Rather than bring this to qubes-issues I thought it better to start discussion here. Esp. as I’m not familiar with the history of how this algorithm was chosen.

As per Qubes 4.0 design, memory balancing will never ask a VM to return memory to Xen that would reduce memory allocation to a VM below the dynamic value of “prefmem” (calculated as per algorithm in the subject line).

This 1.3 multiplier is a global configuration value found in dom0 /etc/qubes/qmemman.conf that can be changed by the owner of the system.

I have found that, when using a combination of fixed memory VMs (e.g. windows) and variable memory VMs with large maximums, this algorithm leaves a lot of unused RAM unavailable for starting up new fixed memory VMs.

A quick change of the value to 1.2 or 1.1 and restarting the qmemman service alleviates the issue, though perhaps at risk of triggering memory issues in smaller memory-footprint VMs.

It might be worth considering implementing either a sliding scale of multipliers based on current in-VM memory usage (e.g. 1.3 for < 1GB; 1.2 for 1-2Gb; 1.1 for 2-4GB; 1.05 for > 4GB) or, alternately 1.0 plus some fixed value. Or some combination of both.

It would also be nice to allow some Linux VMs to exclude swapped anonymous pages from the prefmem calculation.

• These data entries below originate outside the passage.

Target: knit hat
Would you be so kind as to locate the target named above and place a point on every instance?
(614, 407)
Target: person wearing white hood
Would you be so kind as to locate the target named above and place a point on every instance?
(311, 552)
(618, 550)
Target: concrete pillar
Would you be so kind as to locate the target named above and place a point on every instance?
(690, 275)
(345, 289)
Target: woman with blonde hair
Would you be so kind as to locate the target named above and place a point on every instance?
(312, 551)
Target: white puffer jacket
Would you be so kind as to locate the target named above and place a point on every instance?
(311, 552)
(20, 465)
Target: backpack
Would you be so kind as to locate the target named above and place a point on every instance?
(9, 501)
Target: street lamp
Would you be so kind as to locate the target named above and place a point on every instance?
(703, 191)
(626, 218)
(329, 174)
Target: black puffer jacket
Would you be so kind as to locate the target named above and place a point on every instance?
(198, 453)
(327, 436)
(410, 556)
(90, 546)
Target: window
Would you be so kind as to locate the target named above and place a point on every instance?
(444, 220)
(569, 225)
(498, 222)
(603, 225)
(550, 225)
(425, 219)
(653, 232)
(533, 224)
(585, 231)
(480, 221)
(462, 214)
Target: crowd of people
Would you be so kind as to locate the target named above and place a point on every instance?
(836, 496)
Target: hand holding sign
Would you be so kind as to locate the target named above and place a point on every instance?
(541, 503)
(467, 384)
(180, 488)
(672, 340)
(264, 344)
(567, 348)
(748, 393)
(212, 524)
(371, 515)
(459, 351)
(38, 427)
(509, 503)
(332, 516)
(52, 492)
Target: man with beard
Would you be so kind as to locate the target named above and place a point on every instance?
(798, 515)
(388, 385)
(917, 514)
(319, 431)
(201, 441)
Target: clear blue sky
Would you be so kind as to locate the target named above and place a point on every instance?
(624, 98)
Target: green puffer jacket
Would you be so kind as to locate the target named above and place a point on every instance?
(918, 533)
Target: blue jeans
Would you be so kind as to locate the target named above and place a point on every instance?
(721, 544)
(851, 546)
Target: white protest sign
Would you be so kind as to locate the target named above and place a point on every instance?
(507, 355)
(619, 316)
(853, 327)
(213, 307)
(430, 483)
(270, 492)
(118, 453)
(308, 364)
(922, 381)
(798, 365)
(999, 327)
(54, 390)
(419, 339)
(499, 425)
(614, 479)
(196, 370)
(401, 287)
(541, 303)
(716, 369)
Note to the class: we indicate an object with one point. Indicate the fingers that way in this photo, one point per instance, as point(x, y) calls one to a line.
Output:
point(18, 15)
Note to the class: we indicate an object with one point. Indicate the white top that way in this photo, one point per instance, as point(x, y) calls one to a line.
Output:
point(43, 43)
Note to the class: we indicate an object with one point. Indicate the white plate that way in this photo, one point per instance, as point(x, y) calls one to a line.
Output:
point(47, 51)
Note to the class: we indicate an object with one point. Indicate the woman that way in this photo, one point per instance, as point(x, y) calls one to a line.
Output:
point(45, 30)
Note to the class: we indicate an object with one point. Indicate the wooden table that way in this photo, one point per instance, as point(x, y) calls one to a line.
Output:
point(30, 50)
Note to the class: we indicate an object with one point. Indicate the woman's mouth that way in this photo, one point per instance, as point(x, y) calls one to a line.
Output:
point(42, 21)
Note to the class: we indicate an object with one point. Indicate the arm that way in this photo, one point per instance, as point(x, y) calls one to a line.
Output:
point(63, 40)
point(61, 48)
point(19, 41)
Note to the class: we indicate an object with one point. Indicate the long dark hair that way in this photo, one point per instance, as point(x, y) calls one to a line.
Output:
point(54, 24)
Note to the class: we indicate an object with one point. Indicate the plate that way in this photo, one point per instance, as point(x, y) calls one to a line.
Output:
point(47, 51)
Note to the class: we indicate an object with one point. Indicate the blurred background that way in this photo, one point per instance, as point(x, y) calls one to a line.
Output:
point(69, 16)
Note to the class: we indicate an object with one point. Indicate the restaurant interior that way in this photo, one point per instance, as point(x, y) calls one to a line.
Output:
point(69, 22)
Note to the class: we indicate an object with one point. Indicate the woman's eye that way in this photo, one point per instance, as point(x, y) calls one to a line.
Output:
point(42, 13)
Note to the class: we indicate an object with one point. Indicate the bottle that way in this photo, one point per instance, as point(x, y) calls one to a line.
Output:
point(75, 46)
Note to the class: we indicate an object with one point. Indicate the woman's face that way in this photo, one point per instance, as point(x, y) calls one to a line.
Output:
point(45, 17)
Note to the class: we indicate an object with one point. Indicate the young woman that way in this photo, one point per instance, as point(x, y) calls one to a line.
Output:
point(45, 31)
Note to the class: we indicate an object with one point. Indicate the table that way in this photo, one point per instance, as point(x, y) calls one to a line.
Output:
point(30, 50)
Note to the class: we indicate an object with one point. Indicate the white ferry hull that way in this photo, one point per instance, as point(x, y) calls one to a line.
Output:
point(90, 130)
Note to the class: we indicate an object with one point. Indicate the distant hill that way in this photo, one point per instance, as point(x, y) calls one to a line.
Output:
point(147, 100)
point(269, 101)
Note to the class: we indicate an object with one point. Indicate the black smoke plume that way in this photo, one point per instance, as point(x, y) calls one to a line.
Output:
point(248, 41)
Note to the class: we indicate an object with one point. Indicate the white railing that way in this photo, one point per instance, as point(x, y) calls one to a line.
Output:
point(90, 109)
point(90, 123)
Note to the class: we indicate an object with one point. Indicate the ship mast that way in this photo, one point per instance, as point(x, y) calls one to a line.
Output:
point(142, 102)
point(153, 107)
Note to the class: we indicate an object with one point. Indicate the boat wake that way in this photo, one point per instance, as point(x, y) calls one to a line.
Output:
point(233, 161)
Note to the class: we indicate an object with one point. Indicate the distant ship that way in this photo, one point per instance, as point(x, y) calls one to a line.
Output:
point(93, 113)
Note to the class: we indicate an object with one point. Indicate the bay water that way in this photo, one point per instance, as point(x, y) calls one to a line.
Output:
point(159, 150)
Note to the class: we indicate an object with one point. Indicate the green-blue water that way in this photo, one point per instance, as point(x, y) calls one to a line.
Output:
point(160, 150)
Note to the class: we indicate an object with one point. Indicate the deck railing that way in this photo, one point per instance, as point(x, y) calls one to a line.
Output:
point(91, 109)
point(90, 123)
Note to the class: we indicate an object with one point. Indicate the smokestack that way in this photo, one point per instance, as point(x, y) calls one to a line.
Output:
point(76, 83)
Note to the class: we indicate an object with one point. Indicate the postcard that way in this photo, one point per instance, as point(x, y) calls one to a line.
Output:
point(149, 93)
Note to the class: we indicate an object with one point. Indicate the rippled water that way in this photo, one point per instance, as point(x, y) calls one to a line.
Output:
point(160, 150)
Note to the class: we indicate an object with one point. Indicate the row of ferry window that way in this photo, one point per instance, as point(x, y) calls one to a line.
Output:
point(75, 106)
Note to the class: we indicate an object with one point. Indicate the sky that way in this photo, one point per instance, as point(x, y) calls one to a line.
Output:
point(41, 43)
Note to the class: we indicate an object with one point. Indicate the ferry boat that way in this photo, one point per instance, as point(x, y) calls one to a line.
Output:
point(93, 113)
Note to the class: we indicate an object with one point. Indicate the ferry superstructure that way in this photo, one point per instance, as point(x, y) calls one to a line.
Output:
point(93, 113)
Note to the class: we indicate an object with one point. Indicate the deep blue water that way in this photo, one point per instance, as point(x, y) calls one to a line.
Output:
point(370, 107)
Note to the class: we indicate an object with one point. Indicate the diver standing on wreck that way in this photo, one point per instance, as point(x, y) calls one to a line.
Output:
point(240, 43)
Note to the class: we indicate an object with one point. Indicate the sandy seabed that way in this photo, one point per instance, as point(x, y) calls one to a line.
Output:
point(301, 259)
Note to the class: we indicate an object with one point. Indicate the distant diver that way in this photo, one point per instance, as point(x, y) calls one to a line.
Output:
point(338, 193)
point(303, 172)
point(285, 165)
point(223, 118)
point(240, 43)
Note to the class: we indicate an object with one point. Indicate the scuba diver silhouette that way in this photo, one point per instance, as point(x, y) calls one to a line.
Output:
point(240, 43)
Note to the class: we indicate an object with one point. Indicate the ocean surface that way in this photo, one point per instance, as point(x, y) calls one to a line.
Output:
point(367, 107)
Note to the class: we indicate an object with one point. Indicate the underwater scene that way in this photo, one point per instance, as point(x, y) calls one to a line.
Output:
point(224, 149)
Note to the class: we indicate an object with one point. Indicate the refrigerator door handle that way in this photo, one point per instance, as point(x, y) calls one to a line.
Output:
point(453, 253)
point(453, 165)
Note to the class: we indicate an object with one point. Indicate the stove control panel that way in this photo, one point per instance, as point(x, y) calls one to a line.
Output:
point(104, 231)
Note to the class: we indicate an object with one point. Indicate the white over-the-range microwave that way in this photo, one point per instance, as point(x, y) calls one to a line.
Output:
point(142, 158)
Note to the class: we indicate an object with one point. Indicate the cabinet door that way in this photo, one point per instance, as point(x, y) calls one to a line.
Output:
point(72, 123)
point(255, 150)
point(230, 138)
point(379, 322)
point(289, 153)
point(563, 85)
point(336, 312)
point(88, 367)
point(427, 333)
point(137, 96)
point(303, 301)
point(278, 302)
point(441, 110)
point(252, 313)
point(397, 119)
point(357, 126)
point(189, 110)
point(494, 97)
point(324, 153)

The tested system has 32GB of RAM. I theorize the above giving 16GB or less RAM users a bit more flexibility.


1 Like

Any thoughts on whether this simple algorithm might need to be re-examined?

[After two semi-recent qubes-issues I had created were closed (rightly) because I had not done my due diligence, I am trying to approach this question in the correct manner, by posting to the forum and/or list for discussion.]